The S&P 500 jumped to a fresh high after President Biden and a group of senators agreed on a $1 trillion infrastructure plan. The S&P 500 added 24.65 points, or 0.6%, to 4266.49. The Dow Jones Industrial Average added 322.58 points, or 1%, to 34196.82. The tech-heavy Nasdaq Composite rose 97.98 points, or 0.7%, to 14369.71, also a record. Stocks have risen this week and market volatility has collapsed, reflecting investors’ easing concerns about higher inflation and tighter monetary policy. The news of the infrastructure plan helped drive a broad-based rally that lifted everything from construction stocks to Tesla. Caterpillar shares jumped $5.55, or 2.6%, to $219.34. Construction-aggregates producer Vulcan Materials leapt $5.57, or 3.3%, to $175.90. And in one sign of investors’ return to growth stocks, Tesla shares rallied, gaining $23.25, or 3.5%, to $679.82.

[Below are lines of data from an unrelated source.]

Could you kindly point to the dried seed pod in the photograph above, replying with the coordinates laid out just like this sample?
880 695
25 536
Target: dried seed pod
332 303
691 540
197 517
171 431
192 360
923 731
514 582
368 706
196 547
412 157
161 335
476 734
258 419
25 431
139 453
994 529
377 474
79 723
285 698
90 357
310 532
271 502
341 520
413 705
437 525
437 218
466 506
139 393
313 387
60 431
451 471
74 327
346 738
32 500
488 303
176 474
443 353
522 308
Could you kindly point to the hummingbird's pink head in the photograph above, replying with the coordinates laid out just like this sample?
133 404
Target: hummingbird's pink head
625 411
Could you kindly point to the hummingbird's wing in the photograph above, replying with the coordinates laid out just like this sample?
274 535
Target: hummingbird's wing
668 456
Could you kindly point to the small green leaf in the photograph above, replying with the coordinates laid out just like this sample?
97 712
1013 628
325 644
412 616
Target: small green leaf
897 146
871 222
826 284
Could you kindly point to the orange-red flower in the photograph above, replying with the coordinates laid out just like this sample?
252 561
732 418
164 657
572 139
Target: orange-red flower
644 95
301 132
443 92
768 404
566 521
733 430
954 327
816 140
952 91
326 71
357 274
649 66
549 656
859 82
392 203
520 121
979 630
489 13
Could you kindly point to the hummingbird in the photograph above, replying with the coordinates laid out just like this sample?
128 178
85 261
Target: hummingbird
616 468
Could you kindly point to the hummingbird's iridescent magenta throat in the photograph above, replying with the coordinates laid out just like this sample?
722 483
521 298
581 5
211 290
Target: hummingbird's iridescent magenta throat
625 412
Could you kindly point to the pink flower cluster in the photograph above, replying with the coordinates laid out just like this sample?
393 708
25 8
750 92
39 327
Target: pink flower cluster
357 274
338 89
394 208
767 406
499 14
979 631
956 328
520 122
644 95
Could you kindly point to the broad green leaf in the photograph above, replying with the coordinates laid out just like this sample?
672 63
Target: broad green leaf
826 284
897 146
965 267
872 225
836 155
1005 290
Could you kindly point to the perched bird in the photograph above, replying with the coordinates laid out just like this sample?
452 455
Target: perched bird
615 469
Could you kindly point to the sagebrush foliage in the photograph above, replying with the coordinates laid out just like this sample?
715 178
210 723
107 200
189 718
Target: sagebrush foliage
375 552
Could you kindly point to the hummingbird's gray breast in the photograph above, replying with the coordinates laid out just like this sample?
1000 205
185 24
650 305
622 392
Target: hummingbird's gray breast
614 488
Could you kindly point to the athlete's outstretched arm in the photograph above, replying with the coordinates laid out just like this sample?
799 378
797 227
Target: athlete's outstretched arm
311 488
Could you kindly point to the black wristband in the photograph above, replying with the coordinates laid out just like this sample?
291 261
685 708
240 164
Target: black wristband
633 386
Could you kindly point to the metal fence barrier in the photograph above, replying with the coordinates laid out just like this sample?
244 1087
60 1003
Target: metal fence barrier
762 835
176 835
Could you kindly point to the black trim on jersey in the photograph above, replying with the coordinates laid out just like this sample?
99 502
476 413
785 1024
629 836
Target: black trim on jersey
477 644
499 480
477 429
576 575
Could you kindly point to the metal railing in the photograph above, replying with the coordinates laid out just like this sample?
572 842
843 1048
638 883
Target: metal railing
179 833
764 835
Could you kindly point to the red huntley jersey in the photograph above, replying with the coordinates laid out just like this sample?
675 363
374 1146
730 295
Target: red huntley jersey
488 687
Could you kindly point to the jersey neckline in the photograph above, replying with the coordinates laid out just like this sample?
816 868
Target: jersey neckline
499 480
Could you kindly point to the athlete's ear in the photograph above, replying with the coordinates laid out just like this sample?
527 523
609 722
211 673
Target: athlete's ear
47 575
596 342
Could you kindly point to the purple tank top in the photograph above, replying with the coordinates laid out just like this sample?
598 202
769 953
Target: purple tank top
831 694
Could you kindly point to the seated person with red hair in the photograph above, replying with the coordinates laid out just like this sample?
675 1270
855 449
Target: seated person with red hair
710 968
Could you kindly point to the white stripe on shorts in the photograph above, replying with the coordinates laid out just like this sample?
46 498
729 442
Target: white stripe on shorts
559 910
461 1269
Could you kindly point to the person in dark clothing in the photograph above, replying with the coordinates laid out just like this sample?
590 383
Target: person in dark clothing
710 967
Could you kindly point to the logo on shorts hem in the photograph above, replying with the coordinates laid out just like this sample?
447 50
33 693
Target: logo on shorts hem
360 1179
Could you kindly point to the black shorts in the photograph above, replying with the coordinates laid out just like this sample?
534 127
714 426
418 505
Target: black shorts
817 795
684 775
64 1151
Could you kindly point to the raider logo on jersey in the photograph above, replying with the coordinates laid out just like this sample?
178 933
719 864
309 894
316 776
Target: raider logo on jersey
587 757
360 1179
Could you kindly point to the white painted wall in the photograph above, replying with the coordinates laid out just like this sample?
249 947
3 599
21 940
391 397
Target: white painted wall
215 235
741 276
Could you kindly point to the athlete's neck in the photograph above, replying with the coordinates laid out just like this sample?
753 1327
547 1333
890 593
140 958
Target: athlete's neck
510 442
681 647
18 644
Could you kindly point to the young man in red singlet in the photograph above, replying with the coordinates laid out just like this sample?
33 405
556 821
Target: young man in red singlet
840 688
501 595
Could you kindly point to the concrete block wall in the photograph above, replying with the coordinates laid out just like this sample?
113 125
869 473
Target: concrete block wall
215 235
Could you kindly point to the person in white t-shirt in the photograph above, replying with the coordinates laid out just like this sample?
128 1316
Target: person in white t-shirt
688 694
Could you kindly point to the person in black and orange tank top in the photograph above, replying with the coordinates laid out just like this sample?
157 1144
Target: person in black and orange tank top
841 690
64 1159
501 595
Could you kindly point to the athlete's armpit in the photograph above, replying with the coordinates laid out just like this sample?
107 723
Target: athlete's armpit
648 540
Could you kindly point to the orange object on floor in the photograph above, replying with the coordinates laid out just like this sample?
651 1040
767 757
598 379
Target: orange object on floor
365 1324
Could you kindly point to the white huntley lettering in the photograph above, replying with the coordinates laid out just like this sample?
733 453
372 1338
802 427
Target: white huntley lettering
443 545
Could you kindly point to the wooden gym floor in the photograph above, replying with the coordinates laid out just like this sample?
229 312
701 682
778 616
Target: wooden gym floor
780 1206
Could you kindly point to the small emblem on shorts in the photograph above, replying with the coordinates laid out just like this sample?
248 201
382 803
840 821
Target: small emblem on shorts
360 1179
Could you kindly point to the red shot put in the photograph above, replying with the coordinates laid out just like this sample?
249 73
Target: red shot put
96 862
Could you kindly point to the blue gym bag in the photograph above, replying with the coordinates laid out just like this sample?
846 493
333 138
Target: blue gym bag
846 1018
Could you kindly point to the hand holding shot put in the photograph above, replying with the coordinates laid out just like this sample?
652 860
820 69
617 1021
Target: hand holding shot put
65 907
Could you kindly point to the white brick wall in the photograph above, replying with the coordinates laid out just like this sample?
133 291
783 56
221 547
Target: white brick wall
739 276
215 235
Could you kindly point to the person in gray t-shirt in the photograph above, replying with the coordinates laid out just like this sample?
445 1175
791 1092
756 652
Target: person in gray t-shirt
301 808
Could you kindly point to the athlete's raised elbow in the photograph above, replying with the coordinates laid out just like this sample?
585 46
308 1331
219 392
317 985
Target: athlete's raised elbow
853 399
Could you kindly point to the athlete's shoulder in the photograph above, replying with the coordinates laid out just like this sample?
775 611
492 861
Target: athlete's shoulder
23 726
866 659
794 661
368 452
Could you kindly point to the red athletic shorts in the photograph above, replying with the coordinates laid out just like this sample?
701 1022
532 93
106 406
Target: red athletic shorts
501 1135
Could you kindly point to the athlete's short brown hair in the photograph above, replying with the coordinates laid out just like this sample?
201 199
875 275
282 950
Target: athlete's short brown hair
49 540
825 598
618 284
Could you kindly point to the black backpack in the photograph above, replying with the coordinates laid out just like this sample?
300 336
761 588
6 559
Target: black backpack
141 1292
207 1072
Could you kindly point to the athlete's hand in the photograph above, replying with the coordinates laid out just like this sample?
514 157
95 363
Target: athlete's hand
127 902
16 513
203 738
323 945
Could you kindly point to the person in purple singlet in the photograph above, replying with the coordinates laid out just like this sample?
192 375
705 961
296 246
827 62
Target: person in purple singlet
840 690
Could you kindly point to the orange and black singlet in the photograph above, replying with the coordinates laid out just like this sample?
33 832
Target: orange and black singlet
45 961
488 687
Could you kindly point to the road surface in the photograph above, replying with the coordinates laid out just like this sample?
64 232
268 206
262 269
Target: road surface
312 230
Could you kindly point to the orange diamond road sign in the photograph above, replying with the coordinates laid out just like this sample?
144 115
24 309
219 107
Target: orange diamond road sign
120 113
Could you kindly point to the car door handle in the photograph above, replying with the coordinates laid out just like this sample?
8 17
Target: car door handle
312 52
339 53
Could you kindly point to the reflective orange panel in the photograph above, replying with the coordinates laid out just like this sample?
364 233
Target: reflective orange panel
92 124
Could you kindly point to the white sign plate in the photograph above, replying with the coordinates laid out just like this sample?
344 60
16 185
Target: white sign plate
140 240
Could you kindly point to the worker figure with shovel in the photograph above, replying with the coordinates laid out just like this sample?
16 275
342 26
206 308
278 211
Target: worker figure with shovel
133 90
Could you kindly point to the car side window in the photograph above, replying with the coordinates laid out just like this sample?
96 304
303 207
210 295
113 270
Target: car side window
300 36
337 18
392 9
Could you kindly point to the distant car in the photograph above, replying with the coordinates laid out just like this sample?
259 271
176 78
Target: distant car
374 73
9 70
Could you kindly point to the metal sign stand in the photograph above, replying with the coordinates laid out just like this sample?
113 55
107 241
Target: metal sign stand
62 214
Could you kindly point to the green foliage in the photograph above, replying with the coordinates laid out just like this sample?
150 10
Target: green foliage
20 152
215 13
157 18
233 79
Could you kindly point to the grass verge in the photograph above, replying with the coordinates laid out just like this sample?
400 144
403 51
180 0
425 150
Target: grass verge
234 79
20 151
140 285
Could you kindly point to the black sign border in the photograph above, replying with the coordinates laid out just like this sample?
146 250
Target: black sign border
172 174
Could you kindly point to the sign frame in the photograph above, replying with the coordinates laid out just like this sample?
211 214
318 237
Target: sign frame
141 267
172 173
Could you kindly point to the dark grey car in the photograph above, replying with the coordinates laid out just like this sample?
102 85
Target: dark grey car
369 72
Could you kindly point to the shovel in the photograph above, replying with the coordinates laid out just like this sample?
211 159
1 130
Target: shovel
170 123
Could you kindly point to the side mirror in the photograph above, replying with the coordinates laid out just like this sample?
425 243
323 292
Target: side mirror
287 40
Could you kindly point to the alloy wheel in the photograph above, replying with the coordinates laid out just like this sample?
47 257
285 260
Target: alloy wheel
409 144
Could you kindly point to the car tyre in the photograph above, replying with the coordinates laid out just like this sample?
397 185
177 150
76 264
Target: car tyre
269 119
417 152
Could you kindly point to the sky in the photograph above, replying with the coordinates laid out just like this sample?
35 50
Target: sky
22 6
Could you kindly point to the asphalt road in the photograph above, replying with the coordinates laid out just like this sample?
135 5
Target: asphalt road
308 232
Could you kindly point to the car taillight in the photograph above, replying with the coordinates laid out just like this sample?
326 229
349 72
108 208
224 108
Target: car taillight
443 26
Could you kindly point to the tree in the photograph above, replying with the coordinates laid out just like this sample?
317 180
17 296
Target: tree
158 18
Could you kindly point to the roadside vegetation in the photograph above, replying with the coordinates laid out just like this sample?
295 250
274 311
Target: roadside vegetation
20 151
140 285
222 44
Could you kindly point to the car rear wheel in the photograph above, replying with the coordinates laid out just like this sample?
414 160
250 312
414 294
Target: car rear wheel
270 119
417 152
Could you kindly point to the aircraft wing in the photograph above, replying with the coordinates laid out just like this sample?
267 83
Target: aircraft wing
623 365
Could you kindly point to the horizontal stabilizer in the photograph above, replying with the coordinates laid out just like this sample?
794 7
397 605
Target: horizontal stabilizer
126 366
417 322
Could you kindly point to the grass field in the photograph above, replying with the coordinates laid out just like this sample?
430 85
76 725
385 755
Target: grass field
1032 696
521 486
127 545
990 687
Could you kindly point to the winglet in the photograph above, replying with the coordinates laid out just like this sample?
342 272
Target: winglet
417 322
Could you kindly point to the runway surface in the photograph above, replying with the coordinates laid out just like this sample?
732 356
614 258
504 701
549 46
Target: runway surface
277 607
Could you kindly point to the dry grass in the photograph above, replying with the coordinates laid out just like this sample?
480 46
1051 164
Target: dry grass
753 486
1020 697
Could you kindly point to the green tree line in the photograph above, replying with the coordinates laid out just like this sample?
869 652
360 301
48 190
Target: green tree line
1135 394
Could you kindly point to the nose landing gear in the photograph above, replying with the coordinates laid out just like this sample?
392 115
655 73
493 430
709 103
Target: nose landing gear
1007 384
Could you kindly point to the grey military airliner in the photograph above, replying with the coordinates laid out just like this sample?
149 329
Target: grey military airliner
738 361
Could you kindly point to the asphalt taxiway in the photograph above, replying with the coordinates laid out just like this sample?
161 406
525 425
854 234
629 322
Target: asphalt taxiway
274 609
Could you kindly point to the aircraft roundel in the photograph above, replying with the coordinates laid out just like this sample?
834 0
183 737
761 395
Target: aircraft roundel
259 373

In Tokyo, the Nikkei index rose by 0.8 percent to 29,113 points, similar to the neighboring stock exchanges. The best performance is currently the Hong Kong HSI with a plus of 1.1 percent. The South Korean Kospi continues to rush from record to record and has exceeded the mark of 3,300 points for the first time. Eisai is down around 3 percent in Tokyo after the U.S. Food and Drug Administration announced its intention to accelerate its review of a competing Alzheimer's drug from Eli Lilly.
Treasury yields were mixed Thursday, amid a rally in U.S. equities that saw the Nasdaq Composite and S&P 500 index climbing toward record closes. Investors also pored a parade of U.S. economic reports and parsed developments centered on a bipartisan infrastructure spending proposal in Congress. The 10-year Treasury note yielded 1.486%, at virtually unchanged levels at 3 p.m. Eastern Time on Wednesday.